I fondatori della nostra Cineteca, quasi sessant’anni fa, erano giovani e vibranti intellettuali come loro. Convinti che il mondo si potesse cambiare anche partendo dal cinema, si chiedevano come questo linguaggio stesse plasmando l’immagine della Sardegna per i sardi e per il mondo, e come il nostro pubblico si stesse trasformando attraverso ciò che stava raccontando il grande schermo. Mossi dal bisogno di trovare e difendere la propria identità, con l’idea lucida di una Cineteca della Sardegna e non di una Cineteca in Sardegna, ma altrettanto consapevoli che, per chi abita un’isola, costruire relazioni, avviare un dialogo con le altre realtà oltremare doveva essere un esercizio necessario.

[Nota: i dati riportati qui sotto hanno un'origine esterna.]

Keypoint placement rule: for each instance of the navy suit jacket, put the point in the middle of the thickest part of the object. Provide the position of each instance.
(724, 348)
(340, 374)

Quel gruppo credeva nella circolazione libera e sociale del cinema, nel suo valore pedagogico, nella sua capacità di incidere sulla realtà. Pensava ad una Cineteca pubblica, regionale e gratuita, più attenta ai processi che ai prodotti, guidata da una finalità che non fosse solo di tipo conservativo. Una Cineteca che mettesse il pubblico al centro di tutto. Prima ancora della storia del cinema. Prima ancora dei film.
Quell’idea, ferma e contagiosa, è ancora il nostro “mantra”. Grazie al mandato fiduciario della Regione Sardegna, la Società Umanitaria conserva e diffonde il proprio patrimonio attraverso un’intensa e costante attività di studio e di ricerca. Sostiene e incoraggia la nostra giovane cinematografia. Continua a collaborare con gli Archivi nazionali e internazionali.
Questa pubblicazione, pertanto, non è solo una nuova preziosa occasione di valorizzazione dell’Archivio che si aggiunge a quelle che l’hanno preceduta, ai percorsi espositivi allestiti per tutta l’isola e all’attività convegnistica che li ha generati.
Questa pubblicazione è segno della longevità di una lezione che arriva da lontano, da un passato mai diventato una terra straniera.
Esito meritorio di un percorso d’indagine lungo e complesso che la ricercatrice ha tracciato con cura e com-passione, amando i suoi personaggi, ma senza mai perdere l’oggettività dello sguardo, questo libro è prima di tutto una storia, come quelle che il cinema racconta.
Chi ama il cinema, ama le storie. Al pubblico, quindi, doveva tornare.
Il volume segna anche l'avvio di una nuova collana e di un'altra collaborazione istituzionale di cui siamo fieri, vale a dire i "Quaderni della Cineteca Sarda Società Umanitaria" e sarà presentato, in anteprima nazionale, al Festival di Alghero, "Cinema delle Terre di Mare", con interventi di Paolo Serra e Alessandra Sento (Società Umanitaria Sardegna), Pietro Simon (Archivio Simon Mossa), Davide Deiana (Presidente Sezione Sardegna dell’AIB) e, ovviamente, Nadia Rondello
PhD in Culture, Letterature, Turismo e Territorio presso l’Università degli Studi di Sassari, Nadia Rondello lavora nel settore dell’audiovisivo al Centro Servizi Culturali Alghero della Società Umanitaria e ha all’attivo saggi su figure e momenti emblematici del cinema italiano.